Decidió regresar al punto donde encontró el fragmento de cristal, convencido de que había ocurrido algo horroroso. De camino, vio una serie de huellas en el suelo, rodeadas de escarcha, que se adentraban en el desierto de El Recordatorio. Decidido, se dispuso a seguirlas hasta llegar a una zona donde varios cuerpos sin vida yacían esparcidos, entre ellos el del capitán Loryk.
Expresiones de horror absoluto habían quedado congeladas en sus rostros, y de los cadáveres emanaban pequeños cristales oscuros, idénticos al que encontrara Valmyr la tarde anterior.
Sintió cómo la temperatura descendía bruscamente, y entonces lo comprendió. Despertó algo en ese cráter, en mitad de ese desierto muerto. Algo para lo que ni siquiera el Imperio estaba preparado.
Antes de reaccionar, otro Ang'shyu emergió de la densa niebla, acercándose a él con paso lento. Valmyr no corrió, el cansancio era demasiado grande, y él estaba demasiado asustado. Sabía que aquel ser era mucho más que una simple amenaza: era un aviso. Un recordatorio de que los humanos estaban entrando en terrenos que les eran prohibidos.
El ser se detuvo frente a él y estiró el brazo, la palma de la mano hacia arriba. Valmyr, sin dejar de mirarle, sacó el cristal de su bolsa, y lo colocó en la enorme manaza. En cuanto el cristal entró en contacto con la piel iridiscente, brilló con intensidad, proyectando sombras y luces hacia la niebla. Los susurros, ya familiares para Valmyr, llenaron el aire ocultándose y emergiendo de entre la neblina. Miles de voces hablaban a la vez.

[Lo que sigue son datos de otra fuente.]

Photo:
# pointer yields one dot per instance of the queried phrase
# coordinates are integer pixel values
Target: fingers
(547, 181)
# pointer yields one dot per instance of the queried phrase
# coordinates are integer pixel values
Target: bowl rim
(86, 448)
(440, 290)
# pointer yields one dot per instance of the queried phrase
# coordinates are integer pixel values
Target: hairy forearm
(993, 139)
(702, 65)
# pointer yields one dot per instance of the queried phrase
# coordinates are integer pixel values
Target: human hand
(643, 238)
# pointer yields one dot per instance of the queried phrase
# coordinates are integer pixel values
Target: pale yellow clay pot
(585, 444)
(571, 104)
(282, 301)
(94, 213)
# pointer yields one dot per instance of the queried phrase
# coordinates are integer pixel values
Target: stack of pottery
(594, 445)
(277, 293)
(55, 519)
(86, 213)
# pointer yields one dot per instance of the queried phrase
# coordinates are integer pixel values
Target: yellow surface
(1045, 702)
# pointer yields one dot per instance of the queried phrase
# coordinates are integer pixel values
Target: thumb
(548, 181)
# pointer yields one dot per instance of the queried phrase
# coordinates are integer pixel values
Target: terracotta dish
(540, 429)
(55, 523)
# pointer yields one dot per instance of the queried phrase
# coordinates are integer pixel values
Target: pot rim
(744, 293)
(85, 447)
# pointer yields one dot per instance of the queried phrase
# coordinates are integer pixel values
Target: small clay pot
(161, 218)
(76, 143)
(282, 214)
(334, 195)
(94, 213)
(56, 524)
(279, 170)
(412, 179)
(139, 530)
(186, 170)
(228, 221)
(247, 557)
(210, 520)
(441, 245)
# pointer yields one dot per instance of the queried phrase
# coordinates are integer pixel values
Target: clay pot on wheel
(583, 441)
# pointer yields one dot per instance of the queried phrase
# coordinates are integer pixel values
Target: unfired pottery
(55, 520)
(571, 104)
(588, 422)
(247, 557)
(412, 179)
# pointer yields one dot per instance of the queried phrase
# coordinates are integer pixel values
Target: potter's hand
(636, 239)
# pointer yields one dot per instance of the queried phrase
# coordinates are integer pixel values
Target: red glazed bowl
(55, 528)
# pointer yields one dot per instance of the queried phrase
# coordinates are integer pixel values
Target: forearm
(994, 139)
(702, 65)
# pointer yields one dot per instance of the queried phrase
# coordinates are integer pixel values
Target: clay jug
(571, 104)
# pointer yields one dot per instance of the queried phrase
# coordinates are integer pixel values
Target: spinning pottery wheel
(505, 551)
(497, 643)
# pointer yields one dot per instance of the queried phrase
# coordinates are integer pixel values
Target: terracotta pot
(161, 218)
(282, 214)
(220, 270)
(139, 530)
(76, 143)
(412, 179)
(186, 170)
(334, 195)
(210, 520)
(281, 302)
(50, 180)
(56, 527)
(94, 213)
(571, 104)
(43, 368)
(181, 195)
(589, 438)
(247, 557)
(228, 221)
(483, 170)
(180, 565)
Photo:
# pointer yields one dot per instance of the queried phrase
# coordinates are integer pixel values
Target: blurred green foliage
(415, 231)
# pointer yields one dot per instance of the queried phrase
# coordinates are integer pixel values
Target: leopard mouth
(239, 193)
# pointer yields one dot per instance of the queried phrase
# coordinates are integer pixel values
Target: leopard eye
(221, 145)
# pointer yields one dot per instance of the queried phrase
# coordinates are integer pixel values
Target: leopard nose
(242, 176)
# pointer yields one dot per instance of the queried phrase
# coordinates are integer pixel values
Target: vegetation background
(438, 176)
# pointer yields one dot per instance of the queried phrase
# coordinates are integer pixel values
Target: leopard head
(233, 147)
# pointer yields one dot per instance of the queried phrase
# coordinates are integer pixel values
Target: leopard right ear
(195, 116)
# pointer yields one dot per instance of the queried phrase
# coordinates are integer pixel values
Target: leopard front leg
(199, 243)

La criatura retiró su mano, y una paz tranquilizadora se apoderó del buscador. Las sombras desaparecieron, la neblina se fue volviendo menos densa y las voces callaron gradualmente. Valmyr miró alrededor, no quedaba nada ni nadie, solo el extenso desierto hasta las montañas.

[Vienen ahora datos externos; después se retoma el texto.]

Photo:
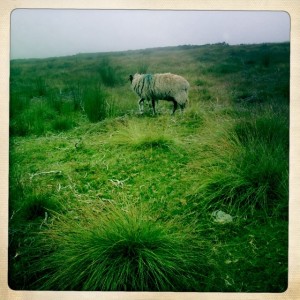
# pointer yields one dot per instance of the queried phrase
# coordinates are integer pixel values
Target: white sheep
(156, 87)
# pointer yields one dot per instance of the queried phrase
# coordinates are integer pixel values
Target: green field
(104, 198)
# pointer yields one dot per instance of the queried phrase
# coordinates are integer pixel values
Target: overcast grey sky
(39, 33)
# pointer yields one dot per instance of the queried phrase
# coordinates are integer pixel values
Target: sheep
(166, 86)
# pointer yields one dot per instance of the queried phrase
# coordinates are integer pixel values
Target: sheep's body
(156, 87)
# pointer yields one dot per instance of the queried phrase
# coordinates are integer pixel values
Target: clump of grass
(95, 104)
(123, 250)
(37, 205)
(145, 134)
(33, 120)
(248, 169)
(107, 72)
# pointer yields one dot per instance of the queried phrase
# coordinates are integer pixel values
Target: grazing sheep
(156, 87)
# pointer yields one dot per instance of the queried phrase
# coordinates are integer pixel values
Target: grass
(120, 249)
(102, 198)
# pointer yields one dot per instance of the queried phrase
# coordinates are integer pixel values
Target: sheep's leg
(153, 106)
(141, 105)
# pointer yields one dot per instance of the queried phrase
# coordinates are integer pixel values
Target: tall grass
(249, 168)
(123, 249)
(144, 134)
(71, 224)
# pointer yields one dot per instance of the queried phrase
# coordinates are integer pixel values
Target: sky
(41, 33)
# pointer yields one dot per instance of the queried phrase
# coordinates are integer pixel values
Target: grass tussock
(103, 198)
(123, 249)
(142, 134)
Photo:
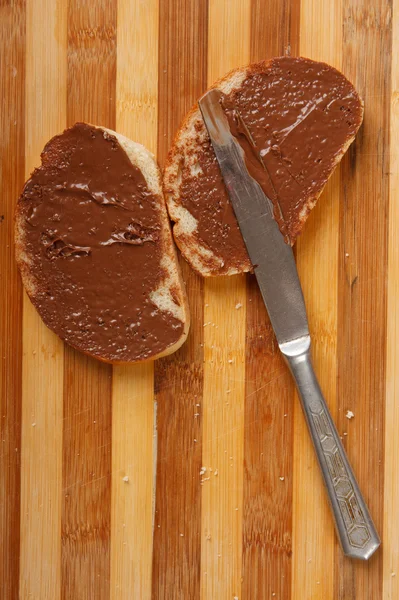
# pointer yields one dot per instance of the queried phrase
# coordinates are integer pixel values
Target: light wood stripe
(86, 527)
(391, 457)
(267, 512)
(12, 126)
(224, 368)
(362, 327)
(133, 414)
(42, 365)
(179, 378)
(317, 259)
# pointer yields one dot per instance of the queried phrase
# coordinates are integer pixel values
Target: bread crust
(140, 157)
(188, 242)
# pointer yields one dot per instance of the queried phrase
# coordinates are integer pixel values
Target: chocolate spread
(91, 233)
(300, 115)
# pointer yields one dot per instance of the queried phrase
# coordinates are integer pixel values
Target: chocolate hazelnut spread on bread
(91, 248)
(301, 116)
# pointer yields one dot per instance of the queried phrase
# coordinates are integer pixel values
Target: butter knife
(277, 276)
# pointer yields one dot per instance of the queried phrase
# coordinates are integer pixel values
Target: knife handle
(354, 525)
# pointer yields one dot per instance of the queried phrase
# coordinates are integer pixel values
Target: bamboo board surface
(254, 525)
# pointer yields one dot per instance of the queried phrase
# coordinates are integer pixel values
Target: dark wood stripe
(362, 328)
(179, 378)
(267, 521)
(86, 508)
(12, 167)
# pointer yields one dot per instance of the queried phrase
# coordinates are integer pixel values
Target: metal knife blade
(272, 257)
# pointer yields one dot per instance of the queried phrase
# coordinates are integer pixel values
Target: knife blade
(272, 258)
(275, 270)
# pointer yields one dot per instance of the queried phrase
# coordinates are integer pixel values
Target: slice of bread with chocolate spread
(95, 250)
(302, 116)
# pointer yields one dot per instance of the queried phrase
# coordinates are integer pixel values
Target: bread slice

Se quedó a solas, con el cristal todavía en su bolsa, y una certeza aterradora en su alma. Nadie sabría nunca más de él. Nadie sabría que El Recordatorio había reclamado las almas de sus intrusos... y que pronto reclamaría a toda Nalinia.

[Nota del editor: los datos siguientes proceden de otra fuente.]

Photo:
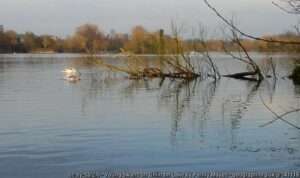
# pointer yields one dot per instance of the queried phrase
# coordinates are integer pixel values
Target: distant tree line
(89, 38)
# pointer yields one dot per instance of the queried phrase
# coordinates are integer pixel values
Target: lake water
(52, 128)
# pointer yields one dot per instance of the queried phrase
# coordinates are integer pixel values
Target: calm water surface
(51, 128)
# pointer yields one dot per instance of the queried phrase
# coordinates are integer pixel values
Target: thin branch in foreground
(243, 33)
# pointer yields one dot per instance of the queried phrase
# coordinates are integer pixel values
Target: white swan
(71, 74)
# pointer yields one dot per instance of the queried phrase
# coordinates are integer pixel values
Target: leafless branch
(232, 26)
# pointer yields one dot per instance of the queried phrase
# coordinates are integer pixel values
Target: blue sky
(61, 17)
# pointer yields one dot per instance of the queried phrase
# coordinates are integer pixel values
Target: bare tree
(235, 28)
(288, 6)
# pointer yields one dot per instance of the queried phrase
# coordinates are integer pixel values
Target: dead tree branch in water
(255, 74)
(290, 6)
(233, 27)
(202, 34)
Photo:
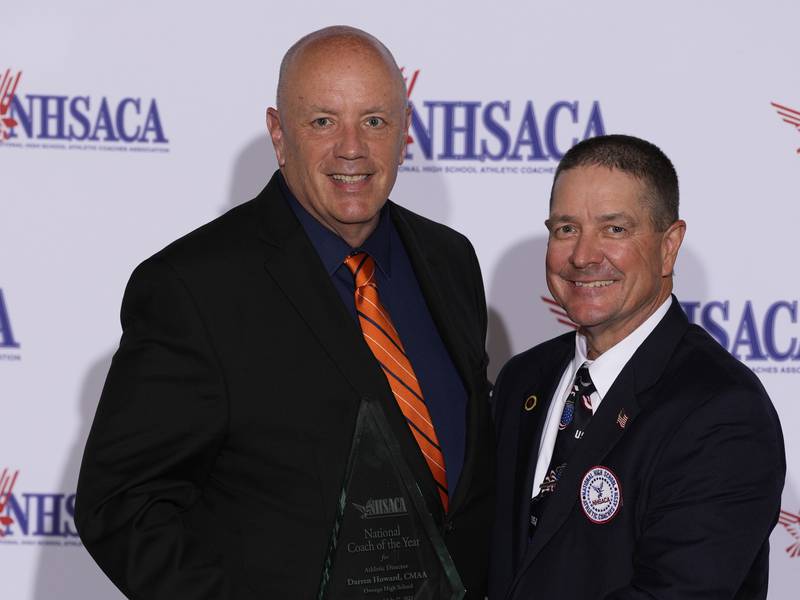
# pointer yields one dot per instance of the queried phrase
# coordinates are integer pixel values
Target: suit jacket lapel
(531, 428)
(640, 373)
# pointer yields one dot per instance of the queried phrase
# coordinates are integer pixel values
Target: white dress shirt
(603, 371)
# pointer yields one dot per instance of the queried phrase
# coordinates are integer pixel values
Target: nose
(586, 252)
(351, 144)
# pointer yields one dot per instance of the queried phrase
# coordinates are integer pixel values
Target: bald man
(218, 452)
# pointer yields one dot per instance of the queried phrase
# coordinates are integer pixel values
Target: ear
(276, 133)
(406, 137)
(670, 244)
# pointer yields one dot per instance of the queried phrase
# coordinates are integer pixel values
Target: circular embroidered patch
(601, 494)
(566, 415)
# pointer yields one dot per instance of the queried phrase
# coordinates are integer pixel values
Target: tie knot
(583, 381)
(362, 266)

Días después, el Imperio envió una expedición de rescate, pero nadie encontró rastro de los buscapiedras, ni de los guardias o de Loryk, ni de Valmyr. Solo encontraron el desierto cubierto de una niebla gris y densa. En el suelo, unas oscuras esquirlas de cristal brillaban débilmente, esperando pacientemente al siguiente incauto que osara despertar sus oscuros secretos.